A RISC-V major opcode, such as OP-IMM (which this effectively is, but with a R/W Rd/Rs2) only has 2^25 bits of encoding space for all instructions in total!

PPC64's rldimi expands shift and size to 6 bits each but drops the ability to take the source field from an arbitrary position but only from the LSBs, and so uses 23 encoding bits. i.e. exactly my proposed RISC-V instruction (except for the set flags bit, so 22 bits).

Arm64's BFM/SBFM effectively uses 24 bits to provide both 32 bit and 64 bit operations — there are 25 bits but `sf` and `N` must be the same, potentially allowing the other half of the code points (plus the ones for 32 bit with the MSBs of `immr` and `imms` set) to be used for something else in future. Note that BFM leaves all other bits in the dst unchanged, while SBFM both sign-extends into the higher bits of dst AND zeros the lower bits of DST.

So BFM/SBFM *could* be fit into RISC-V, taking up half of a major opcode, of which there aren't many left. That is a pretty huge amount — the enormous V extension takes 1 1/2 major opcodes, for far more functionality. It would free up various immediate shifts and sign/zero extension instructions, but those don't take much encoding space, no more than 16 bits each.

As nice as they are, it's hard to avoid a conclusion that both (32 bit) PowerPC and Arm64 spend too much opcode space on these.

I think PPC64's `rldimi` and M88K's `mak` (extended to 64 bits) and my last RISC-V suggestion — which are all effectively the same thing — hit the right tradeoff, not using excessive encoding space but allowing a 2-instruction sequence for that bit field move):

    srli   a3, a1, 21
    maki   a2, a3, (1<<6) | 10   # decoder expands to `maki a2, a2, a3, (1<<6) | 10`

That's 22 bits of opcode space, the same as any one of `addi`, `andi`, `ori`, `xori`, `slti`, `sltiu` (OP-IMM) or `addiw` (OP-IMM-32).

The original RV64GC has 5/8 funct3 encodings in OP-IMM-32 unused, which `maki` (or call it `bfi` or whatever) could have used one of. It has a combined `Rd`/`Rs2` field which is unusual in full size 4-byte RISC-V instructions, but not unprecedented: the V extension does that for multiply-add instructions.

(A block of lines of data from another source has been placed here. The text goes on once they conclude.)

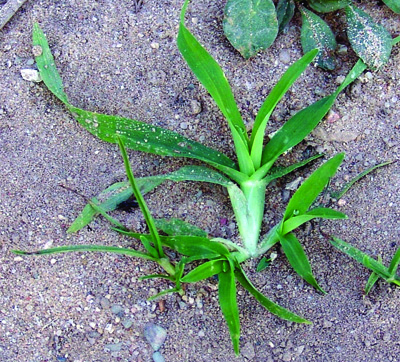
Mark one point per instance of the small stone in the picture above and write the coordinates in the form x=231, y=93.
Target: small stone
x=284, y=56
x=157, y=357
x=155, y=335
x=127, y=323
x=113, y=347
x=117, y=310
x=248, y=351
x=37, y=50
x=31, y=75
x=195, y=107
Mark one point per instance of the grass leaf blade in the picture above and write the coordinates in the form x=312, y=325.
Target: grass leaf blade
x=298, y=259
x=280, y=89
x=312, y=187
x=228, y=303
x=265, y=302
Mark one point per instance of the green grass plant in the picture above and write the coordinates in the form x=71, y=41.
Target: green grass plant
x=245, y=179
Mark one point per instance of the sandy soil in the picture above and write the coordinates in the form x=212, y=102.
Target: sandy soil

I don't immediately see any ratified or currently-proposed extension using this space.

gblargg · 2026-04-24T01:21:38 1776993698

What would justify using this significant space for them these days? Video encoding/decoding in software seems like the most likely candidate, since there's a lot of bitfield packing and high data volume.

(Thanks for your elaboration on various architectures. It's an interesting glimpse into what goes in in allocating opcode space on fixed-length instruction machines.)

brucehoult · 2026-04-24T02:49:05 1776998945

My example is applicable to compiler / assembler / JIT / emulator.

The performance of conventional compilers and assemblers is not important to anyone but developers, but everyone uses JavaScript / WebAsm all the time. And QEMU can be important too (e.g. in docker for non-native ISAs, using binfmt_misc).

I guess I should point out in the proposed RISC-V example, it's 6 bytes of code as the initial shift can be a 2-byte "C" extension instruction. So that's slightly smaller code than everything except 32 bit PowerPC, which is another important aspect. Arm64 and M68k use 8 bytes of code.

Oh! I just realised standard RISC-V can be improved in this case (but not by so much in the general case).

    srli   x12, x10, 20          # shift field down to correct position
    andi   x12, x12, 0x7FE       # mask to 10 bits
    andi   x11, x11, ~0x7FE      # clear space in the destination
    or     x11, x11, x12         # insert the field

That's just 12 bytes of code.

In the more general case you need a `lui` or `lui;andi` pair to load the mask into a register, and then register to register ops, for 14 bytes total.

Note that x86_64 needs four instructions and 14 bytes of code, so no better than RISC-V.

camel-cdr · 2026-04-23T08:50:29 1776934229

pext/pdep are incredible, I'm hoping to see them in more SIMD ISAs in the future.

But my favorite is the 8x8 bit matrix transpose SIMD instruction (gf2p8affine, which does a bit more, buy I care about the tranapose). Combined with SIMD byte permutes it allows you to do things like: arbitrarily permute bits in SIMD elements, find the invers of a permutation, very fast histograming/binning

camel-cdr · 2026-04-21T19:32:20 1776799940

Thanks I've been doing dumb sudo sh -c ... stuff before.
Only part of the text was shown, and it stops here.